Because branding is, by definition, a longer-term initiative than marketing, it isn’t as easy to measure the ROI of branding than it is to measure the financial impact of a digital marketing campaign, for example. But establishing and tracking brand metrics can give you actionable insights as to the relative value of your branding initiatives.
Establish a Framework
Decide which metrics are most important to your brand’s performance. If you’re not sure, ask yourself which metrics will enable you to make a decision. The only valuable metrics are actionable brand metrics. Keep your list reasonable to ensure that the data gleaned is rich and relevant. Pick the top 5 metrics to start. Some questions to ask when selecting your metrics include:
- What are the most important metrics to track the performance of your business?

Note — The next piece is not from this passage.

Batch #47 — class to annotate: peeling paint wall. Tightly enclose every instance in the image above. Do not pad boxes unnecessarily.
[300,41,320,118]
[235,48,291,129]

- Which metrics will have the biggest impact on the performance of your business?
- Which metrics will have the biggest impact on how your brand is perceived?
- Which metrics will have the biggest impact on how customers experience your brand?
Set Your Benchmarks
Determine where you brand currently stands with regards to each of your chosen metrics. Brand awareness, web traffic, sales leads, profits—determine the benchmark for each so that you have a baseline with which to compare metrics after a major branding initiative.
Measure Brand Impact
After implementing your branding or rebranding initiative, complete another pass at measurement, collecting precisely the same data you did in step 2. Collecting the same data by the same methodology ensures statistical integrity and actionable figures.
Differential analysis will allow you to see where your brand is outperforming expectations, and where it is struggling. Positive impacts on financial metrics less your investment into the branding initiative will give you your branding ROI.
Evaluate and Optimize
Branding should be a continuously informed and regularly implemented endeavor. Take the actions necessary to course correct where your brand is lagging and capitalize where you see momentum. This ongoing process will ensure the optimization of your branding initiatives.
Like anything in business, your metrics should be dynamic and responsive. As your business objectives shift, so should your metrics. Your metrics should remain relevant to both business performance and the bottom line. Keeping metrics tied directly to business goals is the key to placing a hard and fast value on this intangible thing we call “brand.”
Brand metrics are key to measuring brand performance and understanding branding’s ROI. They enable you to better understand the effectiveness of your brand positioning and its impact on your business.
Continually tracking your metrics gives you the power to better align your brand with business objectives, stay ahead of potential threats, and capitalize on emerging opportunities.